Memang sangat ironis. Anak muda yang semestinya bisa menjadi generasi penerus, justru salah pergaulan dan masuk sarang kelompok radikal. Dan pekan kemarin, baru saja bom meledak di salah satu kantor kepolisian. Ironis. Seseorang menaruh bom dalam tubuhnya, dan meledakkan di tengah kerumunan polisi. Apa yang salah dengan generasi muda kita, sampai akhirnya memilih menjadi radikal? Memilih melakukan persekusi, menebar kebencian ataupun menebar teror?
Untuk bisa menjawab pertanyaan diatas, tentu harus dilihat dari berbagai aspek. Jika melihat kasus peledakan bom di Surabaya misalnya, keberadaan anak-anak yang menjadi pelaku, tak bisa dilepaskan dari peran orang tuanya. Anak-anak secara sengaja didoktrin pemahaman yang salah dan dipaksa untuk mengikuti saran orang tuanya.
Namun, ada juga remaja yang menjadi pelaku peledakan bom, bukan karena orang tuanya. Mereka terpapar radikalisme melalui konten-konten radikal di dunia maya. Tidak sedikit juga yang terpapar melalui organisasi ekstra kampus. Banyak cara yang dilakukan oleh kelompok radikal, untuk bisa menebar propaganda radikalisme. Apalagi di era milenial seperti sekarang ini. Segala informasi bisa bergerak begitu cepat. Masalanya, pergerakan informasi yang cepat tersebut terkadang tidak dimbangi dengan literasi yang kuat.
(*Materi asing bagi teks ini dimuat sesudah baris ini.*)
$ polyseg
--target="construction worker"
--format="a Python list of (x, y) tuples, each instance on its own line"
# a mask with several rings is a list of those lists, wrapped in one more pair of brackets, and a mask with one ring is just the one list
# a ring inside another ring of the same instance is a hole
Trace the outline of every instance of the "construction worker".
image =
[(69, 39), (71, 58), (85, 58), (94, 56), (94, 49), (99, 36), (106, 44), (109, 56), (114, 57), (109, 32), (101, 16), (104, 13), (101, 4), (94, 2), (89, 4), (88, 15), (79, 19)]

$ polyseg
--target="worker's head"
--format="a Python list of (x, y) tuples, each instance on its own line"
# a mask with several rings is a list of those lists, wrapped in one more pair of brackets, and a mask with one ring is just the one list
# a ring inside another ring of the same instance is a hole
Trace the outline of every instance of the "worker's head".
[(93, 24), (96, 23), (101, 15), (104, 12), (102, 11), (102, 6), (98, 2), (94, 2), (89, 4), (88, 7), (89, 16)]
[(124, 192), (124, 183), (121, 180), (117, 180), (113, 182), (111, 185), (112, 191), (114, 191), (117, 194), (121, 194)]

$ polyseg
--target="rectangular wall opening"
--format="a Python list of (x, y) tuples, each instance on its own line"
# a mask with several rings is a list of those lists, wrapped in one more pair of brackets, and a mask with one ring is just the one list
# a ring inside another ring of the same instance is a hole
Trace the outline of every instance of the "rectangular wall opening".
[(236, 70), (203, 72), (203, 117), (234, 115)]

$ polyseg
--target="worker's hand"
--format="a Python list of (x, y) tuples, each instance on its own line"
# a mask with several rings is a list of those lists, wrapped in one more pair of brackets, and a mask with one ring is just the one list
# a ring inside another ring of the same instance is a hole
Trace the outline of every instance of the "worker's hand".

Mari kita lihat data dari Badan Nasional Penanggulangan Terorisme (BNPT). Pelaku terorisme sejauh ini masih didominasi oleh remaja usia 21-30 tahun yang mencapai 47,3 persen. Setelah itu didominasi usia 31-40 tahun yang mencapai 29,1 persen. Pelaku diatas usia 40 tahun dan dibawah 21 tahun sebesar 11,8 persen. Jika dilihat dari pendidikan, pelaku terbesar didominasi dengan pendidikan SMU, sebesar 63,3 persen.
Data ini menunjukkan bahwa, remaja memang potensial menjadi korban dan dijadikan korban. Lalu, apakah kita hanya tinggal diam? Apakah kita rela membiarkan generasi penerus ini menjadi penerus dari kelompok radikal? Tentu saja tidak. Generasi milenial harus menjadi penangkal, tidak boleh menjadi radikal. Radikal dalam tataran gagasan yang positif, tentu tidak masalah.
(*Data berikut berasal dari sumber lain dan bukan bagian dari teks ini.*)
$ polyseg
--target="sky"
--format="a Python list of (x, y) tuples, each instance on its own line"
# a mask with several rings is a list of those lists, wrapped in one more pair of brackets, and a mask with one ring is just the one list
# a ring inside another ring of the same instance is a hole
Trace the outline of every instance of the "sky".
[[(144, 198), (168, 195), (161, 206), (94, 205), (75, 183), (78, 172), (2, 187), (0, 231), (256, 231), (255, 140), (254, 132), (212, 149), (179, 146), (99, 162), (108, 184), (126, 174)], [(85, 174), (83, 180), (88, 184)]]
Namun radikal yang selalu menebar kebencian, menebar persekusi, menebar teror, dan selalu mengkafirkan orang yang berbeda, itu yang bahaya. Mari kita rangkul keberagaman Indonesia. Dan semua itu bisa dilakukan, jika generasi muda bersatu, berkomitmen untuk menjaga Indonesia dari pengaruh negative, termasuk propaganda radikalisme kelompok radikal. Salam.